I also read Robert Macfarlane's Mountains of the Mind, about how the perception of mountains and what they are for has changed over the years, and revisited W. E. Bowman's classic The Ascent of Rum Doodle (an account of an expedition to the fictional highest mountain in the world, Rum Doodle. The more you know about mountaineering, the funnier it becomes).
[3] One of whom, "Big Richard" in "The Wrath of the Turquoise Goddesss", we realise is a friend of Jeremy's whom I have briefly met at a rugby match.

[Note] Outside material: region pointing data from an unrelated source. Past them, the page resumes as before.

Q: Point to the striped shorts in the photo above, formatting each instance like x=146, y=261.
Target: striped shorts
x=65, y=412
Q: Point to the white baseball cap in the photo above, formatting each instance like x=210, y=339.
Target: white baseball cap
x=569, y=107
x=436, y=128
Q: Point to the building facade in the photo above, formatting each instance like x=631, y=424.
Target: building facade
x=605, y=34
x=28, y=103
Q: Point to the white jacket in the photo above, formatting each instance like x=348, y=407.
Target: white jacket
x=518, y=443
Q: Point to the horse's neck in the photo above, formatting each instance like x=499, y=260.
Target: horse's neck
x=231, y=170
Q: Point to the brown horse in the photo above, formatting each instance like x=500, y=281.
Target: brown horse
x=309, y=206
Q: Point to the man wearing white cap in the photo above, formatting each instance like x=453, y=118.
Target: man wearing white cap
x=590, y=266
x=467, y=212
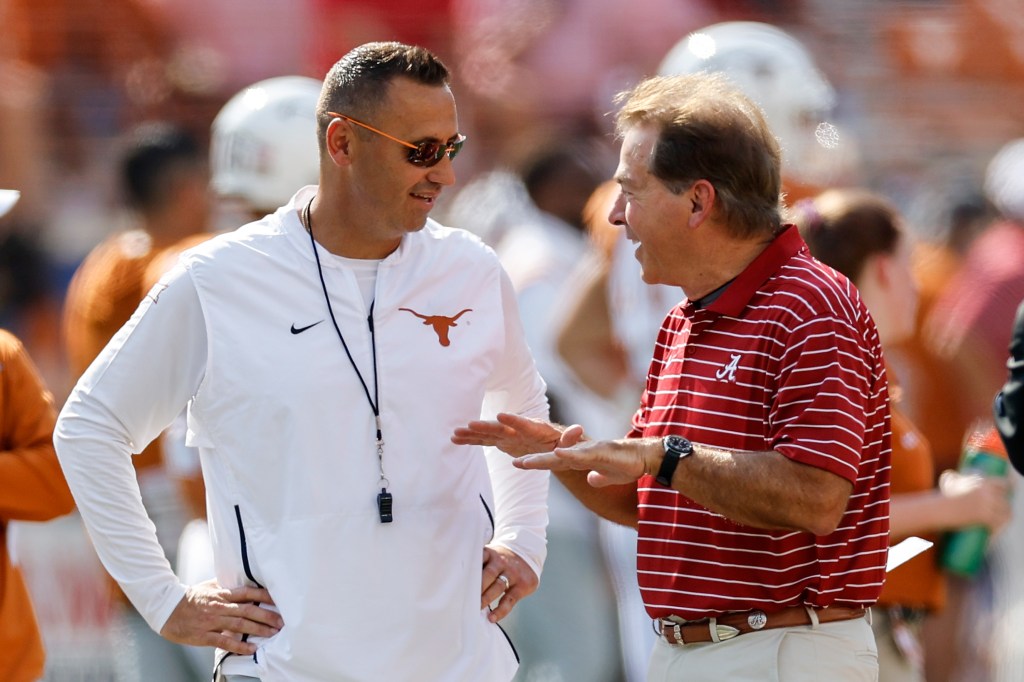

[4] Thunderball and OHMSS, which are surprisingly close to the films, The Man with the Golden Gun, which isn't, and Octopussy & The Living Daylights, three short stories of which one provides nothing more than the title for the film of the same name, the second provides a MacGuffin for Octopussy and the third provides a decent chunk of The Living Daylights. There is a pretty good correlation between how much of Fleming's original plot gets reused and how good the resultant film is, with an honourable exception for The Man with the Golden Gun (the plot of the film is deeply silly, but it's redeemed by having Christopher Lee in it and quite possibly the best car stunt ever filmed).
[5] Though Vicky says they probably aren't warm enough for Aconcagua. Apparently the "in" boots among guides are La Sportiva Spantiks. A Japanese party were selling gear to raise cash for a helicopter flight out [6], and had a pair in Vicky's size, but the guides had first pick and someone else bought them.
[6] Yours for $1,500, squire, but it will carry 3 people. Bargain.
[7] I am reminded of the joke about a Spaniard who asks an Irishman whether Irish has a word equivalent to the Spanish "manana" and receives the reply "Well, we have several, but none with quite the same sense of urgency."